Isaac Olufadewa is a ONE Champion, medical doctor, and the executive director of Slum and Rural Health Initiative.
I vividly recall the fear in my 85-year-old grandmother’s voice when we talked in her living room about the novel coronavirus in early March. She was confused and didn’t understand the COVID-19 pandemic. She was drowning in the overwhelming ocean of information largely in the world’s major languages such as English and French.
As a medical doctor and adept communicator, I sat her down and explained more about the novel coronavirus to her in simple terms solely in our local language (Yoruba). Her face lit up as for the first time in weeks, she was drinking from the fountain of wisdom. She understood what was going on.
I saw the magic of connection work through simplifying and translating healthcare messages to her in a way that established trust and inspired hope. However, billions of people who do not speak or understand English or French well (like my grandmother) do not have a healthcare professional in their family that understands their native language well.
This means billions of people are marginalized and left out of the conversation. They become ‘silent observers’ and they feel powerless. Like a drowning man, they will hang on to any piece of an object (or misinformation) out there – making them easy recruits for political propaganda agenda, health misinformation advocates, and conspiracy theorists.
Some hours after leaving my grandmother’s place a light bulb lit in my head. What if the health nongovernmental organization that I founded, Slum and Rural Health Initiative, simplified and translated evidence-based messages from the World Health Organization into over 100 local languages? And yes, we are almost there!
Slum and Rural Health Initiative is changing the game of pandemic communication by translating public health messages during this uncertain time to almost 80 languages. Our empowering public health infographics have been shared on social media platforms such as Whatsapp and Facebook.

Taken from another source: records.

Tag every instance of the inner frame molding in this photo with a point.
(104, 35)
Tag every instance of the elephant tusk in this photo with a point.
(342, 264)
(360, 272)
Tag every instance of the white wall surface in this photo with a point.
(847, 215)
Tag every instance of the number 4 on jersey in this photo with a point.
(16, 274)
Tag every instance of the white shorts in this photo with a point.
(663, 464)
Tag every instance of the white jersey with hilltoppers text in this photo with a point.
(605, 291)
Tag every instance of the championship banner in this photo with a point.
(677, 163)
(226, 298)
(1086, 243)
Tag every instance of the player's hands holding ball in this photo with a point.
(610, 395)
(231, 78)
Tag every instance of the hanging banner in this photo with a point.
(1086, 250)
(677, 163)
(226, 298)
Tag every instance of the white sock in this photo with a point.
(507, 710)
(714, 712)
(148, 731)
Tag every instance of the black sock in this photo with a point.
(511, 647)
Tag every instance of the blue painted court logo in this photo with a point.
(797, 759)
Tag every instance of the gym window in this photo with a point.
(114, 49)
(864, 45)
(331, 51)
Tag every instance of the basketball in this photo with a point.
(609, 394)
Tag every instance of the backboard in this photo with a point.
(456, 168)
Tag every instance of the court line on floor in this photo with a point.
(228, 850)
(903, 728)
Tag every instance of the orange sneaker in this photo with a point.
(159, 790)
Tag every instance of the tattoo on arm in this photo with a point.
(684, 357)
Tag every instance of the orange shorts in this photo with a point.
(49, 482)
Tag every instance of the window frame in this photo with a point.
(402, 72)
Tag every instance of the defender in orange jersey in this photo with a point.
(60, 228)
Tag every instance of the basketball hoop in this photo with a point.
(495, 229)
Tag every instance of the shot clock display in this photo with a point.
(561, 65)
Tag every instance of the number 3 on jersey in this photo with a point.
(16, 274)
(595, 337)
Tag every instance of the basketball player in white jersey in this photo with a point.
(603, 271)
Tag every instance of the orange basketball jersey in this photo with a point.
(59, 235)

Through a bold and seemingly simple initiative, billions of people who (like my grandmother) do not understand or speak either French or English can now have access to reliable health information about the COVID-19 pandemic.
The price of misinformation
The price that nations pay for a lack of a great public health emergency communication and politicising pandemics are more than running out of ventilators and bed spaces in hospitals. They cause grave losses in trust in the government and many more will even pay the ultimate price.
The HIV/AIDS denialism as a result of the politicisation of the HIV/AIDS pandemic in South Africa in the early 21st century led to over 340,000 needless deaths in the country. And in Samoa, a lack of a public health communication led to viral health disinformation that resulted in a drastic reduction in the measles vaccination coverage between 2014 – 2018 experts say that misinformation was the reason for the soaring number of measles cases, which stood at 5,707 new measles cases in January 2020 and led to about 83 preventable measles-related deaths within that same time period.
International bodies and countries must not ‘experiment’ with the future by repeating the painful lesson of history.
How we can build trust
Public health institutions should debunk the latest myth on coronavirus with the enthusiasm they use to post the latest statistics on the number of infections and deaths from the COVID-19 virus. They need to provide positive recovery stories to drive home their point and ensure that they advocate equitable national pandemic relief packages to the people most in need. As a common proverb in Yoruba goes, “eniti ebi npa o ki n gbo iwasu” (translated as “only the man that is not hungry can listen to your message”).
We need more powerful and grassroots movements such as SRHIN’s COVID-19 infographics project to spread health-promoting information and be able to curtail the panic that this uncertain period brings. Many people in Africa and beyond feel hungry, angry, tired, and lonely as a result of the devastating impact of the COVID-19 virus in many vulnerable and hard-to-reach communities. Many businesses have been closed, schools have been shut, and in most places activities have gone to a grinding halt.
I hear stories of people struggling in this new reality. Mrs. Comfort, the petty trader who once sold food to construction workers on the busy street of Lagos, Nigeria, has been sitting at home feeling anxious and hungry as a result of the lockdown for over a month. Her daily income has been taken away from her, and along with it, her peace of mind.
Mr. Themba who is a law student at one of South Africa’s Premier University has been ordered to stay at home and though only his education was interrupted, it seems like his life is also on hold. He is distressed as the events are unfolding and he is more likely to battle depression in the coming weeks as the lockdown continues.
Mr. Musa, a roadside mechanic does not understand English so he is afraid and anxious of the future because he has been misinformed on Covid-19 therefore does not have the right health information on Covid-19.
Now, more than ever, is the time for trust-building between public health organizations and the public. This needs to happen through tailored behaviour change communication messages and community engagement, especially with vulnerable and historically underserved communities such as prisons, internally displaced persons’ camps, urban slums, and rural communities.